We are inundated daily with assertions supposedly supported by solid data. This torrent will only increase, given the political climate and upcoming off-year election. We must be intelligent consumers of these claims if we are to avoid being misled or duped. Based on 40-plus years of sifting through all sorts of data, I’ve identified seven common fallacies that pop up frequently in news reports, advocacy pitches and other summaries. Critically examining data-based claims in light of these potential pitfalls can help you draw more valid conclusions — or at least fewer invalid ones.
1. Don’t project group data to individual people.
It may be true that “the percentage of Trump voters who favor a border wall is larger than the percentage of non-Trump voters who do.” But this tells us nothing about any specific Trump voter’s views on such a wall. To assume that someone you know who voted for President Donald Trump favors a border wall would be naive.

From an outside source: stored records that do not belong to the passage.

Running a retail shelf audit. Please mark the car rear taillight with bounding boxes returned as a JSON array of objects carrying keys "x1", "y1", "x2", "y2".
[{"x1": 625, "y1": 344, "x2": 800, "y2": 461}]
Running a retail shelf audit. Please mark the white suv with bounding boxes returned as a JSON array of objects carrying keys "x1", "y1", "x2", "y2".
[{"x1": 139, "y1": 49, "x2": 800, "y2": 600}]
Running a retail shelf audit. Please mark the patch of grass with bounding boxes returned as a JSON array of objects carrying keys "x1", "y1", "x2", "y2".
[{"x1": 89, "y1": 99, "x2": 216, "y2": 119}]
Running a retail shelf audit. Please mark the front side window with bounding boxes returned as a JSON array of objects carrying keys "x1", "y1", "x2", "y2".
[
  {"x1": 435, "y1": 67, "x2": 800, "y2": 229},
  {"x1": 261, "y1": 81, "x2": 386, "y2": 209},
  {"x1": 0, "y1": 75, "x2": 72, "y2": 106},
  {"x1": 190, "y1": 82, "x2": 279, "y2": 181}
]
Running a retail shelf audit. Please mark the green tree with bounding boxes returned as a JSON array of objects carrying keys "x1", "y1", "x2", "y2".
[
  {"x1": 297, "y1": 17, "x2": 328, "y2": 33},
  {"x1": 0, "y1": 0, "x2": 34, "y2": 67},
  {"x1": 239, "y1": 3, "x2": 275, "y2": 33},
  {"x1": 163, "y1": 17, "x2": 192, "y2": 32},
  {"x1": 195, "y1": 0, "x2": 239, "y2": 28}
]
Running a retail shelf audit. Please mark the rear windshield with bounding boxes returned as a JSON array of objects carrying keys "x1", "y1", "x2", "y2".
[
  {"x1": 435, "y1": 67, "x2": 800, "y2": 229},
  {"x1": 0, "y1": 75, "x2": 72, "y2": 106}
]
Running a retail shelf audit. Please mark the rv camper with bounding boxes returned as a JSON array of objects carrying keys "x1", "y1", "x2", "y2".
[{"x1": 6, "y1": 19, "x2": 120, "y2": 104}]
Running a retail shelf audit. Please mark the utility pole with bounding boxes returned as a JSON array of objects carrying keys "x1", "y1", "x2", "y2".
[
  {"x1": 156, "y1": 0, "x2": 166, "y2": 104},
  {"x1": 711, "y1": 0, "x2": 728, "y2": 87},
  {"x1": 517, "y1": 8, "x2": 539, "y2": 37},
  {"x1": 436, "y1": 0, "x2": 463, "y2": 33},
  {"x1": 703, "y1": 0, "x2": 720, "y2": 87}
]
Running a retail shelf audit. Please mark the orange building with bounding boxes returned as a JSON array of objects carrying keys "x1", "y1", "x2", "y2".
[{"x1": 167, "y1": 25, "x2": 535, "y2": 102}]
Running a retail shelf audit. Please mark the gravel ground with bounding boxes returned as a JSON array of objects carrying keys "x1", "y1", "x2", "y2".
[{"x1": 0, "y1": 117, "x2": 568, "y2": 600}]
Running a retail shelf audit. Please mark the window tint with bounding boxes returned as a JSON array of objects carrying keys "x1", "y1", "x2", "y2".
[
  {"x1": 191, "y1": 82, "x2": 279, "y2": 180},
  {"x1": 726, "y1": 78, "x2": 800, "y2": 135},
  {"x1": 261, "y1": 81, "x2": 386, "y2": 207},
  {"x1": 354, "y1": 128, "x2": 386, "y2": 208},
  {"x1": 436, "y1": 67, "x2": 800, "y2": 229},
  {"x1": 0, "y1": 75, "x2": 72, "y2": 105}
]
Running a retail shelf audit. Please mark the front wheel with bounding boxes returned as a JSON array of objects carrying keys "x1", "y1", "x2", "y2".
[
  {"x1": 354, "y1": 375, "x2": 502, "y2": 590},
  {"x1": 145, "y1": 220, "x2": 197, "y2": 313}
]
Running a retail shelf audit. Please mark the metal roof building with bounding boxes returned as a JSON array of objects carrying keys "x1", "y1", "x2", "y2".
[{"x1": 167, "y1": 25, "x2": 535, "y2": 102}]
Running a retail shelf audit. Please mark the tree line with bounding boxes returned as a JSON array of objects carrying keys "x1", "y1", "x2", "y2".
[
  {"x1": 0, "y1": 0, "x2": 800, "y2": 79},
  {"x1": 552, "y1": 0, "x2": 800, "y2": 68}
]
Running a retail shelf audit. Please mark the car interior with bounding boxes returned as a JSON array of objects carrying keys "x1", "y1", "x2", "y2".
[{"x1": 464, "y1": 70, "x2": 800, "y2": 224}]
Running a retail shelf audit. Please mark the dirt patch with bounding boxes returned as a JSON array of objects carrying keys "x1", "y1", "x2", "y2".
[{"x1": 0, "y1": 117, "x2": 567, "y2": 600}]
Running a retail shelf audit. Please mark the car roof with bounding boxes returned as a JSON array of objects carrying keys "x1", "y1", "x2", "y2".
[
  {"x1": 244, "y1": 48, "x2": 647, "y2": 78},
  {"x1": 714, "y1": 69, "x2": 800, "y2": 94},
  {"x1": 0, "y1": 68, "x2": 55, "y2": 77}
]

Common sense should be sufficient to dismiss spurious generalizations from groups to individuals. The 2017 World Happiness Report, for example, lists Norway, Denmark and Iceland as the three countries where residents are the happiest, and it lists the U.S. as 14th. Yet few of us would conclude that “all” residents in those Nordic countries are happier than “any” U.S. resident.
Nonetheless, some communities these days object to having mosques built in their neighborhoods because of anxieties about terrorism. Such fears are based on making broad generalizations apply to individuals and are nothing more than crass stereotyping that cannot be justified.
2. Don’t blindly accept “averages.”
The two most commonly reported types of “averages” are:
• The “mean” (the arithmetic average, where the total quantity of a thing observed is divided by the number of individual observations).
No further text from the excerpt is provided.